227 The module serves the frontend in a modular fashion. For example the buttons
228 and colors can be easily edited by a non programmer by just changing the
229 appropriate values in a text file. In this way even when conventions change the
230 program can still function without intervention of a programmer that needs to
231 adapt the source.
232
233 \subsubsection{Libraries}
234 The libraries are called by the main program and take care of all the hard
235 work. Basically the libraries are a group of python scripts that for example
236 minimize the graphs, transform the user data into machine readable data, export
237 the crawled data to XML and much more.
238
239 \subsubsection{Standalone crawler}
240 The crawler is a program, also written in Python, that is used by the main
241 module and technically is part of the libraries. The property in which the
242 crawler stands out is the fact that it also can run on its own. The crawler has
243 to run periodically by a server to literally crawl the websites. The main
244 module communicates with the crawler when it is queried for XML data, when a
245 new crawler is added or when data is edited. The crawler also offers a command
246 line interface that has the same functionality as the web interface of the
247 control center.
248
249 The crawler saves all the data in a database. The database is a simple
250 dictionary where all the entries are hashed so that the crawler knows which
251 ones are already present in the database and which ones are new. In this way
252 the crawler does not have to process all the old entries when they appear in
253 the feed. The RSS' GUID could also have been used but since it is an optional
254 value in the feed not every feed uses the GUID and therefore it is not reliable
255 to use it. The crawler also has a function to export the database to XML
256 format. The XML output format is specified in an XSD\cite{Xsd} file for minimal
257 ambiguity.
258
259 \subsubsection{XML \& XSD}
260 XML is a file format that can describe data structures. XML can be accompanied
261 by an XSD file that describes the format. An XSD file is in fact just another
262 XML file that describes the format of XML files.
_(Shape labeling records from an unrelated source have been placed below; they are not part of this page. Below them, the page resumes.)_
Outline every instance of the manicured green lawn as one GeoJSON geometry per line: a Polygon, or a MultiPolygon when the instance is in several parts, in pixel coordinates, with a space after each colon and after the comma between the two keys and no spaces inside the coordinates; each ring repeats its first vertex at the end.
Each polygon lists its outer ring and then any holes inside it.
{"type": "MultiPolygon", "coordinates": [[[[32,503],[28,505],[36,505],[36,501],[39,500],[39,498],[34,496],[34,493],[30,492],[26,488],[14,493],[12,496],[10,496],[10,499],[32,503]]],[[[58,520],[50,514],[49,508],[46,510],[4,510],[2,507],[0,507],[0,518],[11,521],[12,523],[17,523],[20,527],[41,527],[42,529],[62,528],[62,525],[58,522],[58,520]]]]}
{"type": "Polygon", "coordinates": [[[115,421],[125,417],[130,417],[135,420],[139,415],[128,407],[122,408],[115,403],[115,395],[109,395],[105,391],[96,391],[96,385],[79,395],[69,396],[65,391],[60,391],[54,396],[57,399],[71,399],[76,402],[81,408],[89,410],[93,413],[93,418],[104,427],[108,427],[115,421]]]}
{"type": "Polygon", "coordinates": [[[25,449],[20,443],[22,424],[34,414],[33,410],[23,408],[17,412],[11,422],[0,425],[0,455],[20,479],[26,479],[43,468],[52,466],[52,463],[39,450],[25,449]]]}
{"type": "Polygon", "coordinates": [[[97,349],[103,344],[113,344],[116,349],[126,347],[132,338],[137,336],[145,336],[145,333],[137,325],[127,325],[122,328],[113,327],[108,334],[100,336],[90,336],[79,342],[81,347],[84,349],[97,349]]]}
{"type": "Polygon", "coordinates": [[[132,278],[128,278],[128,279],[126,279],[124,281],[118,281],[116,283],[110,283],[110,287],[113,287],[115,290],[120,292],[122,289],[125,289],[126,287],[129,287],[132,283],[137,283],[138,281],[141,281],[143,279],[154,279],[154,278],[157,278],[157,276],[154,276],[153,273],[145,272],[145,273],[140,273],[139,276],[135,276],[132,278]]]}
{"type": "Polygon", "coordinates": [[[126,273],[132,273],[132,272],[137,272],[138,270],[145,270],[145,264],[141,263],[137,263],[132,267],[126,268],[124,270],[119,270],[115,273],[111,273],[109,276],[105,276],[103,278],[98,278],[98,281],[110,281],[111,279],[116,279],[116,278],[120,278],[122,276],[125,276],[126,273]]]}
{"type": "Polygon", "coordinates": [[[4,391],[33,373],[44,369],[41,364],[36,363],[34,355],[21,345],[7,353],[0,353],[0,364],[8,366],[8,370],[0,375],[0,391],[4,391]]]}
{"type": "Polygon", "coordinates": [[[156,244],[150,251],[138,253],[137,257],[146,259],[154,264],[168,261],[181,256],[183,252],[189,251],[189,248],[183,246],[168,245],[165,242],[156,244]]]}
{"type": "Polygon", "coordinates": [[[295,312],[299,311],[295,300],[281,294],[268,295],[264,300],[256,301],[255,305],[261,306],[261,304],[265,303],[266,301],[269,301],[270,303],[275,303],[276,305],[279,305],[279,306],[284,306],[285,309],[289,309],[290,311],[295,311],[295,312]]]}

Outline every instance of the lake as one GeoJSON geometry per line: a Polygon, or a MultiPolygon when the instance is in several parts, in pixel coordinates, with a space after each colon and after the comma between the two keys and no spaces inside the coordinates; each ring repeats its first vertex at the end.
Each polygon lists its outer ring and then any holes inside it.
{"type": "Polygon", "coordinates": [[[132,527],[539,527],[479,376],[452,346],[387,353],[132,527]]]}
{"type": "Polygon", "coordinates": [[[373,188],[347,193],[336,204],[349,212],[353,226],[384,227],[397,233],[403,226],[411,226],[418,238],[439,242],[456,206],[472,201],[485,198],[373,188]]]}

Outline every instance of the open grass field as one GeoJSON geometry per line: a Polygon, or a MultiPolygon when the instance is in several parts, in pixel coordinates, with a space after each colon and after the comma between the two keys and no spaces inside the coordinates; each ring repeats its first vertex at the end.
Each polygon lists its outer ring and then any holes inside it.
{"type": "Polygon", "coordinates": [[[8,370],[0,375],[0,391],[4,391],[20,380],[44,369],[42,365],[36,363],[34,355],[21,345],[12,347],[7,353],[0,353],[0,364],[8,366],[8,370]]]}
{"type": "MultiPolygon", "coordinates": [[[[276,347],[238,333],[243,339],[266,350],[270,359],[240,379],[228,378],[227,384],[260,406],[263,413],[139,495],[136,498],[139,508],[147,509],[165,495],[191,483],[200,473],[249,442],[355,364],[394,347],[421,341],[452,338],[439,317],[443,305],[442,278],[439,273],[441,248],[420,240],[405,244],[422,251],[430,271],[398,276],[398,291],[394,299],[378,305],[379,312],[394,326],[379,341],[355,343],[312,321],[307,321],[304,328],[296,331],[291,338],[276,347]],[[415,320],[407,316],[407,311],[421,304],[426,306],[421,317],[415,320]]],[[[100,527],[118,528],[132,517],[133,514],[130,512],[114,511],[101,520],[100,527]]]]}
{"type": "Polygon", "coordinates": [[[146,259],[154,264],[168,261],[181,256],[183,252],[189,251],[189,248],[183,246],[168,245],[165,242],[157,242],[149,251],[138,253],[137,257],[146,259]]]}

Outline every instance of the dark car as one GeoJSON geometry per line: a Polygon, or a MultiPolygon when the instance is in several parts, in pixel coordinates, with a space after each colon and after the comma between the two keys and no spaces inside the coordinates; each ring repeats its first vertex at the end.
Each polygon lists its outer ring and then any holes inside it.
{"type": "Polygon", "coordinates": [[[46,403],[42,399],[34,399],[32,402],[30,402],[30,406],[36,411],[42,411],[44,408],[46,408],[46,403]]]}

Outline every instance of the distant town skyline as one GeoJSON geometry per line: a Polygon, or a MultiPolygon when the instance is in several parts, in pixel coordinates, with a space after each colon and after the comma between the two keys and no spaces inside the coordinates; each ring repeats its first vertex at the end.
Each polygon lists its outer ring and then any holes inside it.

Almost all programming
263 languages have an XML parser built in and therefore it is a very versatile
264 format that makes the eventual import to the database very easy. The most used
265 languages also include XSD validation to detect XML errors, validity and
266 completeness of XML files. This makes interfacing with the database and
267 possible future programs even more easily. The XSD scheme used for this
268 programs output can be found in the appendices in Listing~\ref{scheme.xsd}. The
269 XML output can be queried via the HTTP interface that calls the crawler backend
270 to crunch the latest crawled data into XML. It can also be acquired directly
271 from the crawlers command line interface.